The USFA hosted the event – the first of its kind in 75 years – called attention to the most critical issues facing fire and emergency medical services professionals.

Kelly had been part of a discussion earlier in the day on developing a national strategy to address cancer. He said: “Early detection is key, so it is critical that we, as a nation, invest in research, promote health screenings for fire fighters and retirees, and implement protocols to eliminate our exposure to carcinogens like PFAS chemicals.”

Morrison, the IAFF chief of field services, spoke on another critical fire fighter issue: behavioural health. He said the IAFF has found peer support counselling to be very effective for processing repeated on-the-job exposure to trauma and preventing suicide.

“Sometimes peer support is not enough, and our members need assistance from clinicians, but finding clinicians who truly understand what we do is not easy,” said Morrison.
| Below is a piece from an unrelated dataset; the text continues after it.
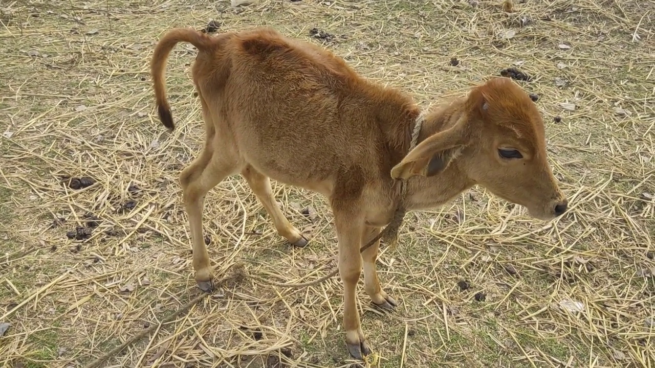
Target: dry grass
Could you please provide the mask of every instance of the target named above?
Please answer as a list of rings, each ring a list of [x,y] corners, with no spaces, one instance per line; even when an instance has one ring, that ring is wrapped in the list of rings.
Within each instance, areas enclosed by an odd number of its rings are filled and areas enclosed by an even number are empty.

“The IAFF has worked to develop training for them so they can have that understanding. If our members feel understood, especially in the first treatment session, they are more likely to keep coming back for treatment.”

He also identified other areas that need more attention, including how to better encourage fire fighters who are aware of behavioural health issues to then make positive changes and get treatment, if needed.

Swan, the retired IAFF director of health and safety operational services, explained that only about 25,000 of the nation’s fire fighters focus solely on wildland fires, and that’s not enough to address this growing problem. Swan worked to develop the IAFF’s Wildland Urban Interface class, which is now available to IAFF members.

“Our trainers go on site to municipal fire departments and use their apparatus and equipment to teach proven strategies to combat wildland fires,” said Swan. “All fire fighters need this training because now the question is not if they will need to fight these fires, but when.”